In 2008 Acharavadee decided to sell her business and quietly withdraw from social life to devote her life to teaching Buddhism, morality and practicing meditation. With proceeds from the sale of her business, Acharavadee purchased land in central Bangkok and established the School of Life Foundation, teaching Dhamma to children and teenagers without any charge. She taught children the importance of morality and to always rely their own experiences in life, instead of memorizing from words in textbooks.
Acharavadee guided her students with the correct way of living and with right view towards the world. Acharavadee's teachings at School of Life captured the interest of many in Thai Society, eventually leading her to open Mediation centers throughout Thailand aimed at teaching adult students these same values.

In 2011 Acharavadee Wongsakon began to teach the Techo Vipassana technique to students. After nine years, Acharavadee established Techo Vipassana Dhamma Path. Acharavadee purchased land at the foothills of Phra Phutthabat Noi in Kaeng Koi District, Saraburi Province, Thailand where she established her first Techo Vipassana retreat. Techo Vipassana is meditation practice that follows the Four Foundations of Mindfulness practice, using the technique of igniting the fire element in the body to burn down Kilesa ( mental impurities).

== Published books ==
Meditation Master Acharavadee Wongsakon has published a number of books in Thailand and Internationally. Her books include:

===Thai language titles===

- Tired Out But Not Fall down, Date: 5/2005, 224 Pages, Thai, ISBN 974-93056-8-X
- The last Dhamma Boat, Date: 5/2005, 144 Pages, Thai, ISBN 974-93531-7-X (paperback)|
- Observing moral precepts before it is too late, Date: 3/2008, 185 Pages, Thai, ISBN 9789749898864 (paper back)|
- Techo Vipassana Meditation, a gate opening to Nirvana, 2010, 228 Pages, Thai, ISBN 9786169110187 (paperback)
- Vipassana Meditation to kill impurities, Date: 3/2011, 104 Pages, Thai, ISBN 9789744968760 (paperback)
- Know It And Fight, Date: 5/2012, 216 Pages, Thai, ISBN 9786169110101 (paperback)
- Enlightened Layperson (Breaking The Code), 3/2016, 340 pages, Thai, ISBN 9786169110170 (paperback)
- Enlightened Layperson II , Date: 7/2017, 426 pages, Thai, ISBN 9786168125007 (paperback)

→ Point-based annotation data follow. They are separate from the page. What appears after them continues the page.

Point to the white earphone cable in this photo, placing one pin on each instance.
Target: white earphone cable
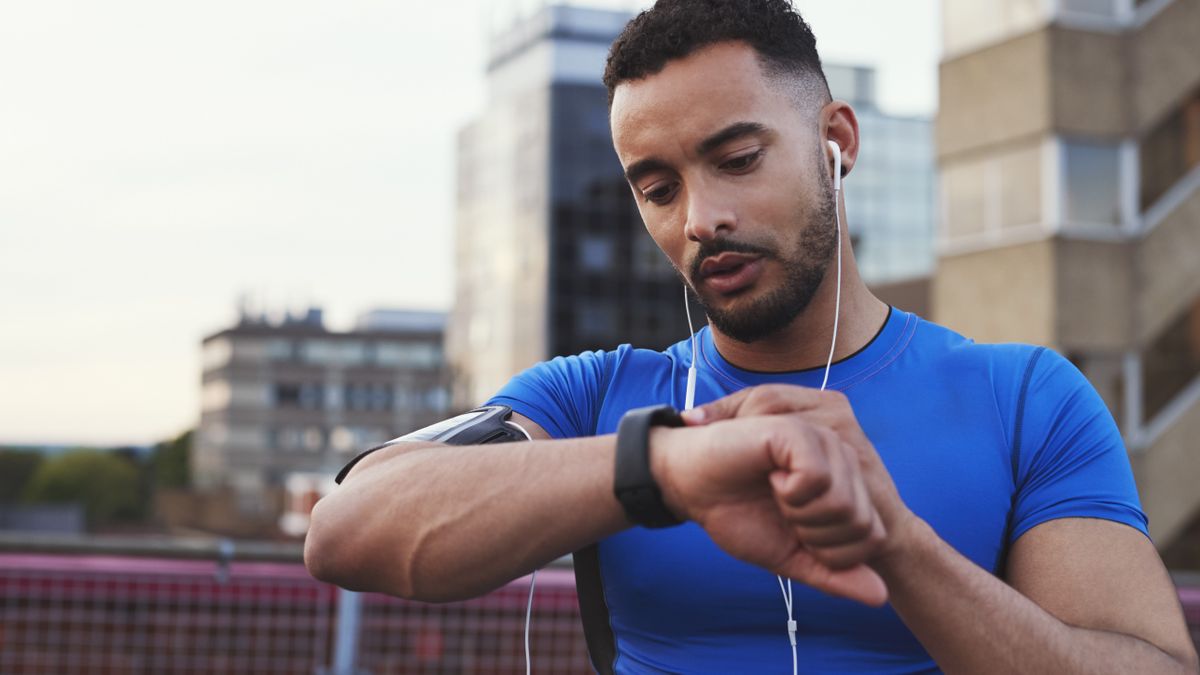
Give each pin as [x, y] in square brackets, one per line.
[833, 344]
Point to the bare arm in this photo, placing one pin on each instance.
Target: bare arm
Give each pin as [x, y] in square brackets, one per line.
[442, 523]
[1086, 596]
[439, 523]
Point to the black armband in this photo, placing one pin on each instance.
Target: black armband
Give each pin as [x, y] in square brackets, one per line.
[483, 425]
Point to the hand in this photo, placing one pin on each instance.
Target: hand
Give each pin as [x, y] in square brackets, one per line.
[779, 493]
[825, 410]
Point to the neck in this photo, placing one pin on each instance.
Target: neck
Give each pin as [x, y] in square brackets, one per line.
[804, 342]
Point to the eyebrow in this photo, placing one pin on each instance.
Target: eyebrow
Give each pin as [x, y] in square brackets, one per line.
[640, 168]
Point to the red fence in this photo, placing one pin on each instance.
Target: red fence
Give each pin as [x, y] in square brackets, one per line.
[100, 615]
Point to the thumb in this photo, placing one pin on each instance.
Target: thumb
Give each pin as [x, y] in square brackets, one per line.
[859, 583]
[714, 411]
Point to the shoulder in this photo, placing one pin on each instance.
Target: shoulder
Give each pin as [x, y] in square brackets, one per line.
[565, 394]
[1002, 363]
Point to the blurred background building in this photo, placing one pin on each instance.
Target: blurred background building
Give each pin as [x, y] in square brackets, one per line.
[288, 400]
[551, 252]
[1068, 142]
[889, 197]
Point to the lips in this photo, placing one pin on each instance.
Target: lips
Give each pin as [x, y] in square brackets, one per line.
[730, 273]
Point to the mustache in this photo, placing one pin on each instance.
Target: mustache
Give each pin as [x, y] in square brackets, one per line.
[718, 246]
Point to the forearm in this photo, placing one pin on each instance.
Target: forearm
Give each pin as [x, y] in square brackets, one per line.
[448, 523]
[970, 621]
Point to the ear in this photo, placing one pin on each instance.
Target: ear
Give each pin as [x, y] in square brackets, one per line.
[840, 125]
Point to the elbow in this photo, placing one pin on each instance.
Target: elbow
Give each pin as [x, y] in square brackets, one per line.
[339, 550]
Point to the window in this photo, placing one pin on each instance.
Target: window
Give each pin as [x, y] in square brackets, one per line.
[216, 353]
[595, 254]
[333, 352]
[414, 354]
[287, 395]
[1091, 183]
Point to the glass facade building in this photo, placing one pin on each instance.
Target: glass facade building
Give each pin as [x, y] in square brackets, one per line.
[891, 193]
[552, 256]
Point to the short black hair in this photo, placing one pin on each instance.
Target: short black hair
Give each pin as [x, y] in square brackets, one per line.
[673, 29]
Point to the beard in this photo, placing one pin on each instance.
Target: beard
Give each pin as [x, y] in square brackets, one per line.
[804, 269]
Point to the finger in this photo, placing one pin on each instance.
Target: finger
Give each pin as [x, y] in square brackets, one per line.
[765, 399]
[862, 524]
[861, 545]
[798, 487]
[826, 466]
[859, 583]
[721, 408]
[843, 513]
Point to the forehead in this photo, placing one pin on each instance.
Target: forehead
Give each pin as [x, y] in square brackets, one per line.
[694, 96]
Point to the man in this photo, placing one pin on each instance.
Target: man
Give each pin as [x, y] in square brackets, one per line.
[981, 490]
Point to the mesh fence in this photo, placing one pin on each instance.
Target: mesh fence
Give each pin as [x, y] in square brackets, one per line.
[99, 615]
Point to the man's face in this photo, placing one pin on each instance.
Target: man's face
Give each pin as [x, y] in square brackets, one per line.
[730, 178]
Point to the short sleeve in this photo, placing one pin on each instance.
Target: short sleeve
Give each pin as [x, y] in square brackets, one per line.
[1071, 459]
[563, 395]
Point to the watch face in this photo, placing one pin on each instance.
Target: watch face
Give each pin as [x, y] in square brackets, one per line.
[433, 431]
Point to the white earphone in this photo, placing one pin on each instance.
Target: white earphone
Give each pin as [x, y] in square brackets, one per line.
[837, 165]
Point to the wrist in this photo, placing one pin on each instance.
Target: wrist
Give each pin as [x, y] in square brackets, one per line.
[634, 482]
[909, 538]
[660, 447]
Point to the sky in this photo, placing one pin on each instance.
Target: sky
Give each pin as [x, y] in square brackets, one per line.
[160, 161]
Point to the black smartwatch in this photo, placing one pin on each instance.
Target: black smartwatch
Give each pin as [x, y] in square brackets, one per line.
[633, 482]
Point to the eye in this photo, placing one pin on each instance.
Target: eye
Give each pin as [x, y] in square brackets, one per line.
[743, 162]
[660, 193]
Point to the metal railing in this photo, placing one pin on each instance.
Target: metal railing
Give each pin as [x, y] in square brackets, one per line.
[131, 605]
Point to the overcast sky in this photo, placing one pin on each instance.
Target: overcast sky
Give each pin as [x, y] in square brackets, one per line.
[160, 159]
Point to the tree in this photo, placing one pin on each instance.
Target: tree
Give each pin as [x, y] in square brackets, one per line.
[171, 459]
[17, 466]
[107, 485]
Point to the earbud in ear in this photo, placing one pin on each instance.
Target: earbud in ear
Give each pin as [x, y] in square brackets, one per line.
[837, 163]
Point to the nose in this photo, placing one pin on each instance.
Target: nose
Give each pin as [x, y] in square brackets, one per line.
[709, 215]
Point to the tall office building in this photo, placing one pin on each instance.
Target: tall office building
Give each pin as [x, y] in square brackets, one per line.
[551, 254]
[1068, 139]
[292, 396]
[889, 197]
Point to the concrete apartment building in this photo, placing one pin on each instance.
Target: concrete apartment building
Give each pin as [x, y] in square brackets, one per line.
[551, 252]
[1068, 141]
[291, 398]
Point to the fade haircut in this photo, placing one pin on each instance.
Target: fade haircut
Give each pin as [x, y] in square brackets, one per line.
[673, 29]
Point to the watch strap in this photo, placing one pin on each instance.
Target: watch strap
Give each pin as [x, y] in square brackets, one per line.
[633, 482]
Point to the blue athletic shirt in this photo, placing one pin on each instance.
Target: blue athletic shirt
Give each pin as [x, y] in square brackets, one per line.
[982, 441]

===English language titles===

- Top Ideas in Buddhism and Famous Stories in Buddha's Time, Date: 09/2018, 208 Pages, English, ISBN 9786168125069
- Awaken from the Madness Date: 12/2018, 360 Pages, English, ISBN 974-93531-7-X (paperback)

== Other works ==

5000s Magazine is a Bilingual (Thai / English) High quality Magazine, developed for Thai and English speaking Buddhist and others to show Buddhists a representations of a modern Lifestyle which combines Buddhist moral values and Dhamma. The magazine through photos, interviews and stories gives readers an illustrations for living their life with morality and Buddhist faith, in a fast-paced modern thai society.

== Controversy ==

Acharavadee Wongsakon's voice of Buddhist morality has made her a controversial figure in Thailand. Acharavadee has publicly criticized some of Thai Buddhist clergy for not adhering to the strict Buddhist practices and conduct. This led to Acharavadee being disparaged by the media and by some of the male dominated Buddhist establishment. Thai culture prohibits women from criticizing monks, even if the criticism if well founded. The Thai Media have accused Acharavadee of acting superior towards monks and alleged that Acharavadee's monk students have bowed to their female teacher. The act of a Thai monk bowing to any female is considered taboo.

Acharavadee's Techo Vipassana Meditation technique has also been criticised by the media. Acharavadee's detractors argue that Acharvadee's Techo Vipassana meditation is not mentioned by name in any Buddhist historical accounts and they argue that this should disqualify the Techo technique and discredit her, from teaching this method. Some have labeled Acharvadee's Techo Vipassana mediation centers as a cult.

Acharavadee's critics were silenced, when the National Office of Buddhism investigated and later endorsed Acharvadee Wongsakon and her foundation, the Knowing Buddha Organization.